Funding for public hospital services elicited a proposal in the Coalition’s election manifesto. 

“Our new five-year public hospital agreement with the states and territories delivers $31 billion more funding for hospitals (between 2020-21 and 2024-25).

“Annual hospital funding will more than double from $13.3 billion in 2012-13 to $29.1 billion in 2024-25.

“In addition, a new $1.25 billion Community Health and Hospitals Program will improve health care specialist services including cancer treatment; drug and alcohol treatment; preventive, primary and chronic disease management; and mental health.”

All these announcements, welcome as they are, are set within the context of the prevailing health care system. For example, in a recent post-election statement, the Prime Minister nominated the prevention of youth suicide as an claiming his immediate attention. As noted, with the expansion of headspace he may see this an early win.

But large-scale reforms, especially ones in anticipation of changes in the care of patients that will follow from the genetics and ‘omics’ revolution, the massive developments occurring in the electronic management of information, and the shift to integrated hospital and community care for people with serious chronic illnesses, are barely mentioned either in the recent budget or the election promises.  Indeed, coordinated care for patients with serious and continuing illnesses so common in old age is hardly addressed at all. 

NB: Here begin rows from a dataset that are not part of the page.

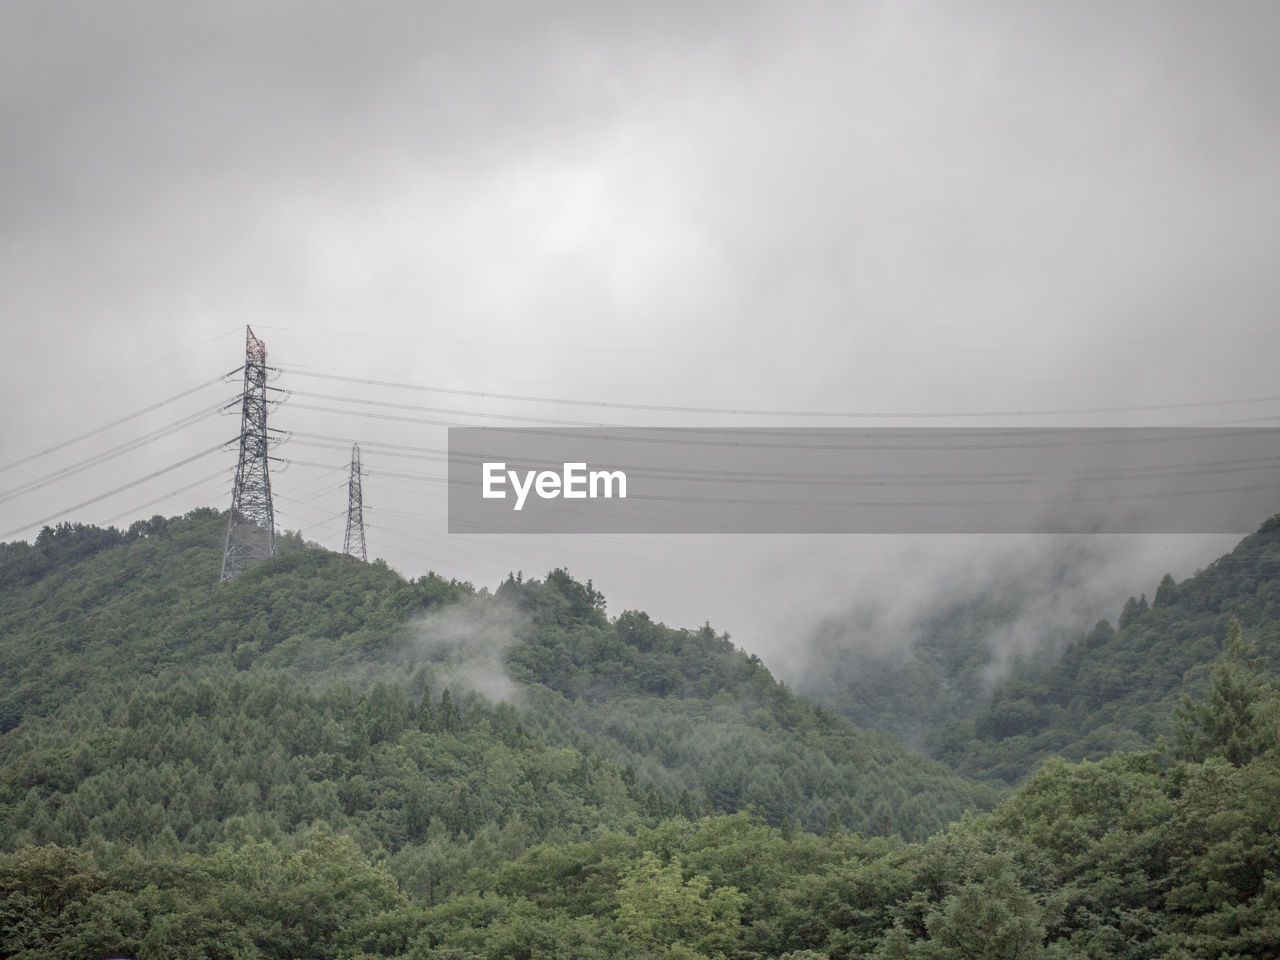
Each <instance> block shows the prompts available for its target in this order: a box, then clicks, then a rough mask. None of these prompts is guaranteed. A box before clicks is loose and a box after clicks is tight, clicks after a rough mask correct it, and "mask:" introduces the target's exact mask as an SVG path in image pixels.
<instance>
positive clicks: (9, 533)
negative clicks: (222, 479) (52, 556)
mask: <svg viewBox="0 0 1280 960" xmlns="http://www.w3.org/2000/svg"><path fill="white" fill-rule="evenodd" d="M224 445H225V444H221V443H220V444H218V445H216V447H210V448H209V449H206V451H201V452H200V453H195V454H192V456H189V457H187V458H186V460H179V461H178V462H177V463H170V465H169V466H166V467H163V468H160V470H156V471H155V472H151V474H147V475H146V476H140V477H138V479H137V480H132V481H129V483H127V484H124V485H123V486H116V488H115V489H114V490H108V492H106V493H101V494H99V495H97V497H91V498H90V499H87V500H82V502H81V503H77V504H76V506H74V507H67V508H64V509H60V511H58V512H56V513H50V515H49V516H47V517H41V518H40V520H32V521H31V522H27V524H23V525H22V526H19V527H14V529H13V530H9V531H6V532H4V534H0V540H5V539H8V538H10V536H13V535H14V534H20V532H22V531H23V530H29V529H32V527H37V526H41V525H42V524H47V522H49V521H50V520H56V518H58V517H61V516H65V515H68V513H70V512H73V511H77V509H81V508H83V507H88V506H90V504H93V503H97V502H99V500H105V499H106V498H108V497H114V495H115V494H118V493H124V492H125V490H131V489H133V488H134V486H137V485H138V484H143V483H146V481H147V480H154V479H155V477H157V476H164V475H165V474H168V472H170V471H173V470H177V468H178V467H183V466H186V465H187V463H191V462H193V461H197V460H200V458H201V457H207V456H209V454H210V453H216V452H218V451H220V449H223V448H224Z"/></svg>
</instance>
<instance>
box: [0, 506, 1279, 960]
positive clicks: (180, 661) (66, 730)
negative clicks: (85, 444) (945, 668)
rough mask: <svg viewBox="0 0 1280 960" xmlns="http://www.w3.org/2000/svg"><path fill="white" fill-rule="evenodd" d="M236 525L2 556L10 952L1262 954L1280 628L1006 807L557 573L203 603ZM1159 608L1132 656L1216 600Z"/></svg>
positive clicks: (114, 535)
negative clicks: (475, 580)
mask: <svg viewBox="0 0 1280 960" xmlns="http://www.w3.org/2000/svg"><path fill="white" fill-rule="evenodd" d="M224 522H225V521H224V517H223V516H220V515H218V513H216V512H214V511H196V512H195V513H192V515H188V516H187V517H183V518H173V520H168V521H166V520H163V518H154V520H152V521H147V522H145V524H138V525H134V526H133V527H131V530H129V531H127V532H119V531H102V530H96V529H92V527H74V526H67V527H59V529H58V530H47V531H45V534H42V535H41V536H40V538H38V540H37V541H36V543H35V544H29V545H28V544H6V545H4V548H3V556H0V657H3V663H0V667H3V669H4V685H3V691H0V692H3V721H4V732H3V733H0V845H3V849H0V956H4V957H23V959H24V960H27V959H29V960H33V959H35V957H67V959H68V960H70V959H72V957H84V956H136V957H140V959H142V960H152V959H156V960H159V959H160V957H300V956H308V957H311V956H315V957H365V959H366V960H367V959H370V957H421V959H425V957H452V959H453V960H461V959H462V957H493V959H494V960H498V959H499V957H552V956H557V957H584V959H585V957H652V956H668V957H724V959H728V957H732V959H733V960H749V959H755V957H774V956H790V957H792V960H799V959H800V957H810V959H812V957H854V956H879V957H938V956H975V957H997V956H1000V957H1005V956H1019V957H1041V956H1043V957H1052V956H1089V957H1103V956H1132V957H1161V956H1170V957H1171V956H1179V957H1181V956H1187V957H1226V956H1236V957H1244V956H1256V957H1261V956H1268V955H1275V951H1276V950H1277V948H1280V934H1277V933H1276V931H1280V897H1277V895H1276V891H1277V890H1280V838H1277V836H1276V831H1275V826H1274V824H1275V823H1276V822H1280V806H1277V804H1280V756H1277V742H1280V695H1277V692H1276V689H1275V684H1274V681H1271V680H1270V678H1268V677H1267V675H1266V673H1265V671H1263V669H1262V668H1261V664H1258V662H1257V655H1256V646H1254V645H1256V644H1270V643H1274V640H1275V630H1274V623H1272V626H1271V627H1270V628H1258V627H1256V626H1251V623H1256V621H1257V620H1260V618H1262V617H1265V616H1270V614H1265V613H1263V612H1262V611H1266V609H1272V608H1266V607H1263V608H1262V611H1258V609H1254V608H1253V607H1251V605H1249V604H1248V603H1236V604H1235V605H1234V608H1233V609H1220V611H1219V612H1220V613H1221V614H1222V616H1224V617H1229V614H1230V613H1233V612H1234V613H1238V614H1239V616H1240V617H1242V620H1245V621H1247V623H1245V627H1244V630H1243V631H1239V630H1236V628H1235V627H1234V626H1231V623H1233V622H1231V621H1229V620H1224V621H1222V628H1224V637H1228V636H1229V639H1225V640H1224V643H1216V641H1215V645H1213V655H1215V657H1216V658H1217V666H1216V667H1213V668H1212V677H1210V669H1208V668H1204V669H1202V671H1201V673H1203V676H1202V677H1201V680H1203V684H1199V685H1198V686H1197V689H1198V690H1201V692H1202V694H1203V695H1202V696H1199V699H1198V700H1196V701H1188V703H1187V704H1185V705H1183V707H1181V709H1180V712H1179V719H1178V724H1176V731H1178V733H1179V736H1178V737H1176V739H1174V740H1172V741H1171V742H1170V745H1169V746H1166V748H1162V749H1160V750H1148V751H1146V753H1137V754H1128V755H1124V754H1115V755H1111V756H1107V758H1106V759H1103V760H1101V762H1097V763H1079V764H1071V763H1065V762H1061V760H1055V762H1052V763H1050V764H1047V765H1044V767H1043V768H1042V769H1041V771H1039V772H1037V773H1036V774H1034V776H1032V777H1030V780H1029V781H1028V782H1027V783H1025V785H1023V786H1021V787H1020V788H1019V790H1018V791H1016V792H1015V794H1012V795H1011V796H1009V797H1007V799H1005V800H1004V803H1000V804H998V805H997V804H996V796H995V795H993V792H992V790H991V788H989V787H984V786H980V785H977V783H974V782H973V781H966V780H963V778H959V777H956V776H954V774H951V773H950V772H948V771H946V769H945V768H943V767H941V765H938V764H936V763H933V762H927V760H924V759H920V758H915V756H911V755H909V754H908V753H905V751H904V750H902V749H901V748H899V746H897V745H896V744H895V742H893V741H891V740H888V739H887V737H884V736H882V735H876V733H868V732H864V731H860V730H856V728H854V727H852V726H850V724H849V723H847V722H846V721H845V719H842V718H840V717H837V716H835V714H833V713H831V712H828V710H823V709H819V708H814V707H813V705H810V704H809V703H806V701H805V700H803V699H800V698H796V696H794V695H791V694H790V692H788V691H787V690H786V689H785V687H783V686H781V685H778V684H777V682H776V681H774V680H773V678H772V676H771V675H769V672H768V671H767V669H765V668H764V666H763V664H762V663H760V662H759V660H758V659H755V658H753V657H749V655H746V654H744V653H742V652H740V650H737V649H735V648H733V645H732V643H731V641H730V640H728V637H727V636H723V635H718V634H717V632H716V631H714V630H713V628H712V627H709V626H707V627H703V628H700V630H673V628H669V627H666V626H663V625H660V623H655V622H653V621H652V620H650V618H649V617H646V616H645V614H643V613H639V612H623V613H622V614H620V616H617V617H612V618H611V617H609V616H608V614H607V612H605V607H604V598H603V596H602V595H600V594H599V593H598V591H595V590H594V588H593V586H591V584H590V582H589V581H588V582H585V584H584V582H580V581H577V580H575V579H572V577H571V576H570V575H568V573H566V572H564V571H553V572H552V573H549V575H548V576H547V577H545V579H543V580H529V579H524V577H521V576H512V577H508V580H507V581H506V582H504V584H503V585H502V586H500V588H499V589H498V590H497V591H494V593H493V594H489V593H488V591H485V590H475V589H474V588H472V586H471V585H468V584H463V582H456V581H449V580H445V579H442V577H439V576H435V575H429V576H425V577H421V579H419V580H415V581H404V580H403V579H401V577H399V576H398V575H396V573H394V572H393V571H390V570H388V568H385V567H384V566H381V564H379V563H371V564H361V563H356V562H351V561H344V559H343V558H340V557H337V556H333V554H330V553H326V552H324V550H319V549H314V548H308V547H306V545H305V544H302V543H301V541H300V540H298V538H296V536H287V538H284V544H283V545H284V548H285V549H284V550H283V552H282V554H280V556H279V557H276V558H275V559H274V561H271V562H269V563H265V564H262V566H261V567H257V568H255V570H251V571H248V572H246V573H242V575H241V576H238V577H237V579H236V580H233V581H230V582H225V584H221V582H218V563H219V559H220V543H221V534H223V529H224V527H223V525H224ZM1271 538H1274V532H1272V531H1270V530H1263V531H1261V532H1260V534H1258V535H1257V536H1256V538H1251V540H1248V541H1245V544H1242V548H1240V549H1242V550H1243V554H1242V556H1244V557H1249V558H1252V559H1251V563H1254V566H1257V564H1258V563H1262V562H1263V561H1262V558H1263V557H1265V556H1267V554H1268V552H1270V550H1272V549H1274V543H1272V540H1271ZM1238 553H1239V552H1238ZM1234 556H1235V554H1233V557H1234ZM1267 562H1270V561H1267ZM1215 566H1221V563H1220V564H1215ZM1242 568H1243V567H1239V566H1238V567H1230V568H1229V570H1233V571H1236V572H1238V571H1239V570H1242ZM1248 568H1249V570H1253V568H1254V567H1248ZM1210 572H1212V571H1206V573H1210ZM1220 572H1226V568H1225V570H1222V571H1220ZM1202 576H1204V575H1202ZM1219 581H1220V582H1221V584H1224V585H1225V584H1226V582H1228V581H1226V580H1225V579H1224V577H1220V579H1219ZM1189 582H1190V581H1189ZM1202 582H1203V581H1202ZM1230 582H1235V580H1234V579H1233V580H1231V581H1230ZM1172 589H1174V590H1175V591H1176V593H1170V590H1169V589H1166V588H1162V591H1161V594H1160V595H1158V596H1157V603H1156V607H1155V608H1153V609H1147V611H1140V609H1135V611H1134V616H1133V622H1126V623H1125V625H1124V627H1123V628H1121V631H1120V634H1119V635H1120V636H1124V635H1126V631H1132V630H1133V628H1134V625H1137V623H1143V622H1146V623H1148V628H1149V630H1152V631H1155V630H1157V621H1156V620H1153V618H1155V617H1157V616H1160V612H1161V611H1164V609H1171V608H1172V607H1174V605H1175V600H1179V598H1180V600H1179V602H1184V603H1203V602H1204V599H1203V598H1204V594H1201V593H1197V589H1198V588H1197V589H1193V588H1190V586H1189V585H1183V586H1179V588H1172ZM1222 591H1224V593H1222V596H1226V595H1228V593H1230V595H1231V596H1236V594H1238V593H1240V591H1226V588H1225V586H1222ZM1260 593H1262V591H1261V590H1254V591H1253V593H1252V594H1249V595H1253V596H1257V595H1258V594H1260ZM1240 595H1243V594H1240ZM1196 596H1199V598H1201V599H1199V600H1194V599H1193V598H1196ZM1219 605H1220V607H1221V604H1219ZM1135 607H1137V604H1135ZM1251 613H1252V614H1256V616H1252V617H1251V616H1249V614H1251ZM1272 613H1274V609H1272ZM1213 616H1215V617H1216V616H1219V614H1217V613H1215V614H1213ZM1215 622H1217V621H1215ZM1220 650H1221V652H1222V653H1219V652H1220ZM1073 655H1074V654H1073ZM1197 676H1198V675H1197ZM1210 684H1212V689H1210ZM1171 730H1174V727H1171ZM966 810H968V812H969V813H968V814H966ZM992 810H993V812H992ZM987 812H989V813H987ZM947 824H950V826H947Z"/></svg>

One might expect that a government priding itself on its economic management and concerned with achieving greater productivity (or efficiency) would propose changes that would enhance the productivity of health services that it supports. These would require big thinking.

McKinsey and Company, a consultancy, in a recent newsletter, considered ways in which greater productivity could be achieved in health services, which have been notoriously slow to improve on this measure. 

The neat thing about these proposed changes is that are likely to have strong appeal to those who use them. All of the strategies depend upon the judicious use of currently available technologies to extract more from patient records, decentralise care wherever possible, link patients to doctors speedily and effectively, real-time patient monitoring, improved supply chains for medical provisions and more.

Besides providing small amounts of money for incremental changes to existing services we should be thinking bold and thinking ahead.